Review: Jack Blades “Rock N Roll Ride”
Music veteran Jack Blades’ 2012 solo effort, “Rock N Roll Ride”, is an album that feels custom-made to play when you’re cruising down the highway. It’s easy-drinking, mainstream rock, with choruses designed to make you want to sing-along. There are catchy melodies and nifty guitar hooks, but a lot of the focus is on Blades’ voice and lyrics.
Jack Blades has said of this album that it is “an extension of what my music has been for the last 30 years. It has been quite a rock n’ roll ride and I decided to lay it all down on a record! — It shows all my influences… whether it’s the Beatles, British metal, British rock, blues, Crosby Stills and Nash.”
That pretty much describes the album. “Rock N Roll Ride” is a kind of musical collage of those decades. For example, there’s a distinct Beatles’ vibe on “Anything for you”, especially in the chorus with Cheap Trick’s Robin Zander helping out on vocals; “West Hollywood” sounds a bit like Tom Petty; and the sing-along friendly “Born for this” has an almost Kid Rock-y twang to it.
Occasionally this makes the album feel a little “all over the place”, but when pulling together so many influences and styles, that’s maybe a natural hazard.
My favourites on the album are the three opening tracks: the rocking and rolling “Back in the game” and “Rock N Roll Ride”, followed by the slower “Hardest word to say” which has a real 80s power-ballad feel to it. You can almost see people waving their lighters in the air (or I guess that would be iPhones today) as it’s playing. “Say you will” is another good track, with Blades going growlier on vocals, and with Night Ranger’s Brad Gillis’ spacy, racing guitar driving through in the background.

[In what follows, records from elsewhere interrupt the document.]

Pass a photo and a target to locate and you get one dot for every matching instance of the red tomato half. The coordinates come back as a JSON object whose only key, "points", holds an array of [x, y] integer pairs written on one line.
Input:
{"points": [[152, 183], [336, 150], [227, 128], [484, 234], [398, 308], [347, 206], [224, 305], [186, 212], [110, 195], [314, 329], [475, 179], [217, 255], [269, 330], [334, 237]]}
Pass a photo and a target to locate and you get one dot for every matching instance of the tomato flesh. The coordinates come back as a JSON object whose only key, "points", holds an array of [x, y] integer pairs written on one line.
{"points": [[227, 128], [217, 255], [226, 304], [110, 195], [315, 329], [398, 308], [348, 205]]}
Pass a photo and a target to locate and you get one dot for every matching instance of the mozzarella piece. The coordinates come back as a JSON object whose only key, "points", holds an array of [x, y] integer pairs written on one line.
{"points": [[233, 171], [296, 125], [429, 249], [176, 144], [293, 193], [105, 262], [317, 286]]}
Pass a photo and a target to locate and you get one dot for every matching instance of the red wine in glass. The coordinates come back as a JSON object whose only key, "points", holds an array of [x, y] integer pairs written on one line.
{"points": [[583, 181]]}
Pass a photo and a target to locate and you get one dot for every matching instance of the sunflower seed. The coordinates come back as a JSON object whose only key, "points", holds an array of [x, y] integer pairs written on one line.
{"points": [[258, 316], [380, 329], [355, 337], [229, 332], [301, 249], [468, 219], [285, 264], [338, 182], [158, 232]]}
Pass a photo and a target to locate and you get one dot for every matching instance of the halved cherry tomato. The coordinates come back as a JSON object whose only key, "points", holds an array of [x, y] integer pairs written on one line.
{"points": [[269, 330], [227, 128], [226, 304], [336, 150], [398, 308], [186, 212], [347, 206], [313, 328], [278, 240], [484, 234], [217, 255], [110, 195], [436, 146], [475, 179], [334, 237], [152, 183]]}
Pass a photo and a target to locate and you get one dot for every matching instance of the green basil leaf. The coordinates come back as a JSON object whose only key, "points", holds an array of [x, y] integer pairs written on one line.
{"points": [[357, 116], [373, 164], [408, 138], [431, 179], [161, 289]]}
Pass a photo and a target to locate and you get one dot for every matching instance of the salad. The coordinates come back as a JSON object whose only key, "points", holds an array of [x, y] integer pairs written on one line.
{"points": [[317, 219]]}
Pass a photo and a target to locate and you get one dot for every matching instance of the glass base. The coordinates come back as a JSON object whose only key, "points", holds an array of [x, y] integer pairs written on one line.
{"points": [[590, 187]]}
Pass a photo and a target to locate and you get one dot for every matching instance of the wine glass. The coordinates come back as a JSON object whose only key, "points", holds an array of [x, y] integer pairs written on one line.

Jack Blades has been around the music-world for a long time, as part of Night Ranger, Damn Yankees, Shaw/Blades, and others. He has written songs, produced albums, and worked with a range of artists including Alice Cooper, Cher, Ozzy Osbourne, Motley Crue, Journey and Roger Daltrey. Even if you think you haven’t heard him before, I’d bet you’ve at least heard Night Ranger’s “Sister Christian” at some point. Considering all that, it’s maybe not surprising that “Rock N Roll Ride” sounds like it’s been put together by a veteran musical craftsman who still enjoys his craft, and is happy sticking to what brought him this far.
This is not the kind of album that is likely to blow your mind, but it’s solid, well-made and has a real joyful, upbeat feel to it. If you’re a fan of real, honest-to-goodness rock to blast through the speakers while cruising down the highway, this is a good bet.